Mosaic determined that a hybrid collaborative and content-based filtering machine learning model would provide the necessary performance and flexibility. Content-based filtering makes use of known data about site users and “items” – businesses, advertisements, in-site product offers, etc. – to identify patterns in user preferences. For example, users with a specific set of demographic traits may tend to accept offers from businesses of a given type. These models are intuitive and can quickly begin generating relevant recommendations even for users that are new to the site.

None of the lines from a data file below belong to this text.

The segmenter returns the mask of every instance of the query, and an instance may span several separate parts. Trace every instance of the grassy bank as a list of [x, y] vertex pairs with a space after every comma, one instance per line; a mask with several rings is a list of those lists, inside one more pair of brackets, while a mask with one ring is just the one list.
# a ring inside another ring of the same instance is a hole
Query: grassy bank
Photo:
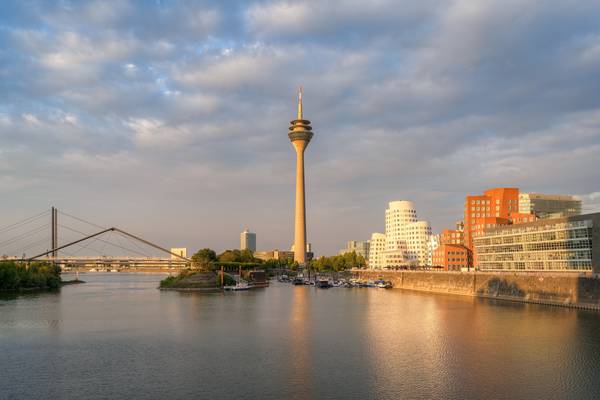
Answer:
[[48, 290], [61, 285], [60, 267], [45, 262], [29, 266], [14, 261], [0, 261], [0, 291]]

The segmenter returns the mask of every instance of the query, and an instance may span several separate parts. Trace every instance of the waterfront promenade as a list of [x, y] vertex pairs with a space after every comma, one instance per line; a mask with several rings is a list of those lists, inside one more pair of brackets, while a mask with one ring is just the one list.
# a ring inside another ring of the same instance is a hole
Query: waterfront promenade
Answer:
[[0, 398], [592, 399], [598, 314], [274, 282], [157, 290], [87, 274], [0, 300]]
[[600, 279], [592, 274], [378, 270], [352, 272], [362, 280], [390, 281], [398, 289], [600, 311]]

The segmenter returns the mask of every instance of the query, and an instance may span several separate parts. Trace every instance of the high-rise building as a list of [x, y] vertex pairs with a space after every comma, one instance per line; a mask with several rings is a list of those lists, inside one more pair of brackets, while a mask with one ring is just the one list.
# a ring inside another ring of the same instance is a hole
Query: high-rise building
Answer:
[[371, 242], [366, 240], [364, 242], [359, 242], [356, 240], [350, 240], [347, 244], [346, 244], [346, 248], [340, 250], [339, 254], [346, 254], [346, 253], [356, 253], [356, 255], [359, 256], [363, 256], [363, 258], [365, 260], [369, 259], [369, 247], [371, 245]]
[[571, 217], [581, 214], [581, 200], [571, 195], [521, 193], [519, 212], [541, 219]]
[[440, 234], [441, 244], [460, 244], [465, 243], [464, 231], [458, 229], [444, 229]]
[[[486, 190], [483, 195], [467, 196], [464, 212], [464, 244], [471, 251], [473, 239], [486, 229], [535, 220], [532, 214], [519, 213], [517, 188], [495, 188]], [[473, 252], [473, 259], [476, 257]]]
[[441, 244], [433, 253], [432, 265], [446, 271], [461, 271], [469, 268], [469, 250], [460, 244]]
[[304, 150], [313, 137], [310, 121], [302, 115], [302, 88], [298, 91], [298, 116], [290, 122], [288, 137], [296, 150], [296, 212], [294, 218], [294, 261], [306, 263], [306, 206], [304, 195]]
[[481, 270], [600, 273], [600, 213], [490, 228], [475, 248]]
[[427, 243], [427, 265], [433, 264], [433, 256], [435, 254], [435, 250], [440, 247], [440, 239], [441, 235], [431, 235], [429, 237], [429, 242]]
[[375, 232], [369, 241], [369, 268], [382, 269], [385, 267], [385, 234]]
[[240, 250], [256, 251], [256, 233], [246, 229], [240, 234]]
[[427, 265], [430, 236], [429, 222], [417, 218], [411, 201], [391, 201], [385, 210], [386, 267]]

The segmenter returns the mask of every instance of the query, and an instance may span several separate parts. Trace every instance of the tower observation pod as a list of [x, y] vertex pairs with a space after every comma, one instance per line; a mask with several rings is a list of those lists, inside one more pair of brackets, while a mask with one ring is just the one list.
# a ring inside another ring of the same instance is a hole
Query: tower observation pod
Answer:
[[313, 132], [302, 116], [302, 87], [298, 89], [298, 116], [290, 122], [288, 137], [296, 149], [296, 212], [294, 216], [294, 261], [306, 264], [306, 205], [304, 195], [304, 150]]

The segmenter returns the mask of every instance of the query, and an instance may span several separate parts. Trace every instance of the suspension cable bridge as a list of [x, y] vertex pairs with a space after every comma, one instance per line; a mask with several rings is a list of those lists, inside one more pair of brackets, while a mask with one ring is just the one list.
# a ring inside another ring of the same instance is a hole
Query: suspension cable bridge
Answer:
[[184, 255], [138, 235], [55, 207], [1, 226], [0, 258], [89, 270], [181, 269], [191, 264]]

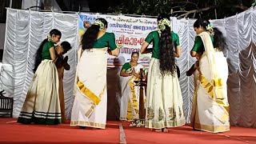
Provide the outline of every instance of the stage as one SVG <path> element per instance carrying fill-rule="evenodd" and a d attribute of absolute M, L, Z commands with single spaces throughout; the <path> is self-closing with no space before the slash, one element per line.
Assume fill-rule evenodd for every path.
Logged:
<path fill-rule="evenodd" d="M 23 125 L 15 118 L 0 118 L 0 143 L 256 143 L 256 129 L 231 126 L 230 131 L 211 134 L 194 131 L 189 125 L 168 133 L 130 127 L 126 122 L 107 122 L 106 130 L 61 125 Z"/>

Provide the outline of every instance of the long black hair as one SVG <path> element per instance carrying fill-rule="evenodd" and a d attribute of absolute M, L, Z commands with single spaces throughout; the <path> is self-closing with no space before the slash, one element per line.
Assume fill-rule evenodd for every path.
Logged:
<path fill-rule="evenodd" d="M 167 14 L 160 14 L 158 17 L 158 21 L 163 18 L 170 20 Z M 160 53 L 160 71 L 162 76 L 166 74 L 171 74 L 176 72 L 175 57 L 174 54 L 174 42 L 171 35 L 171 29 L 166 25 L 166 29 L 161 31 L 159 42 L 159 53 Z"/>
<path fill-rule="evenodd" d="M 107 28 L 107 22 L 106 19 L 102 18 L 97 18 L 96 20 L 99 20 L 104 24 L 104 26 Z M 95 20 L 95 21 L 96 21 Z M 85 34 L 82 37 L 82 50 L 91 49 L 94 46 L 94 42 L 97 40 L 98 34 L 100 29 L 100 26 L 98 25 L 92 25 L 90 26 Z"/>
<path fill-rule="evenodd" d="M 210 25 L 210 22 L 207 18 L 200 18 L 195 21 L 194 23 L 194 27 L 199 28 L 203 27 L 207 30 L 206 26 Z M 216 27 L 213 28 L 214 30 L 214 47 L 220 51 L 225 51 L 227 50 L 226 39 L 223 34 Z M 207 30 L 208 31 L 208 30 Z"/>
<path fill-rule="evenodd" d="M 51 37 L 53 34 L 54 35 L 59 35 L 60 37 L 62 37 L 62 33 L 57 30 L 57 29 L 53 29 L 50 31 L 50 36 Z M 48 42 L 48 38 L 46 38 L 42 41 L 42 42 L 40 44 L 39 48 L 37 50 L 37 53 L 35 54 L 35 62 L 34 62 L 34 73 L 35 73 L 35 71 L 37 70 L 38 66 L 40 65 L 42 59 L 42 48 L 43 46 L 45 45 L 45 43 Z"/>

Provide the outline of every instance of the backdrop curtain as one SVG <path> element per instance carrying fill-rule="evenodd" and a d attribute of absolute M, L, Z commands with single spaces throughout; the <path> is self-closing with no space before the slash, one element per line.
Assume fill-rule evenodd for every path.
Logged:
<path fill-rule="evenodd" d="M 64 74 L 66 114 L 70 118 L 78 49 L 78 14 L 7 10 L 3 63 L 13 66 L 14 69 L 10 77 L 14 80 L 14 117 L 19 114 L 34 75 L 32 69 L 36 50 L 46 38 L 48 32 L 57 28 L 62 33 L 61 41 L 70 42 L 73 48 L 68 52 L 71 69 Z M 181 70 L 180 85 L 184 101 L 184 114 L 189 123 L 194 83 L 193 76 L 186 77 L 186 71 L 195 62 L 190 54 L 195 37 L 193 27 L 195 20 L 171 19 L 173 30 L 180 37 L 182 55 L 177 62 Z M 229 50 L 226 54 L 229 64 L 227 85 L 230 123 L 233 126 L 256 127 L 256 113 L 254 111 L 256 108 L 256 9 L 252 8 L 232 17 L 210 22 L 214 27 L 222 31 L 228 42 Z M 118 85 L 117 78 L 119 74 L 117 70 L 118 68 L 108 70 L 108 76 L 113 78 L 108 78 L 108 94 L 112 97 L 112 101 L 120 97 L 120 89 L 116 86 Z M 118 105 L 118 102 L 111 103 Z M 114 114 L 118 118 L 119 106 L 114 107 L 116 110 L 108 107 L 108 114 Z"/>

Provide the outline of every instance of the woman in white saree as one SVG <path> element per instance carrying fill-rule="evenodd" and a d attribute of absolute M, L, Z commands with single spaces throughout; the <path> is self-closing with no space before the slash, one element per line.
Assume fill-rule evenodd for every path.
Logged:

Mosaic’s patent-pending machine learning model blended the three model types – content-based filtering and both user-based and item-based collaborative filtering – to create a recommender that is able to leverage the strengths of each approach while maintaining model stability. This allows the recommender to gradually adjust its recommendations as a user moves from being newly registered with only demographic data available to being an experienced user with a long history of interactions on the site. Mosaic built in a number of “dials” allowing site administrators and analysts to tune various model parameters: the relative weighting of different user behaviors in determining preferences, how the content-based and collaborative filtering models are blended as more user data becomes available, how user and item similarity are determined, etc.
Technical requirements from our customer dictated that our solution should be able to model the social connections of 1 million users every six hours. We provisioned a cluster of four cloud-based Linux servers from RackSpace to run our model.
The model was implemented in a version of Mahout that we optimized to leverage specific aspects of our model and to meet the customer’s specific performance objectives. We implemented an improved disk-caching scheme and maximized in-memory processing for improved performance. We also prepared our data to support sequential iteration of data elements for critical calculations rather than performing map lookups.
We were able to leverage the geographic nature of the problem based on the knowledge that user interactions were only computed within discrete geographic bounds. This allowed us to segment data into relatively small sets and distribute the data across processing nodes according to these geographic boundaries, thereby limited the amount of data processed by any single node in any one execution of our model.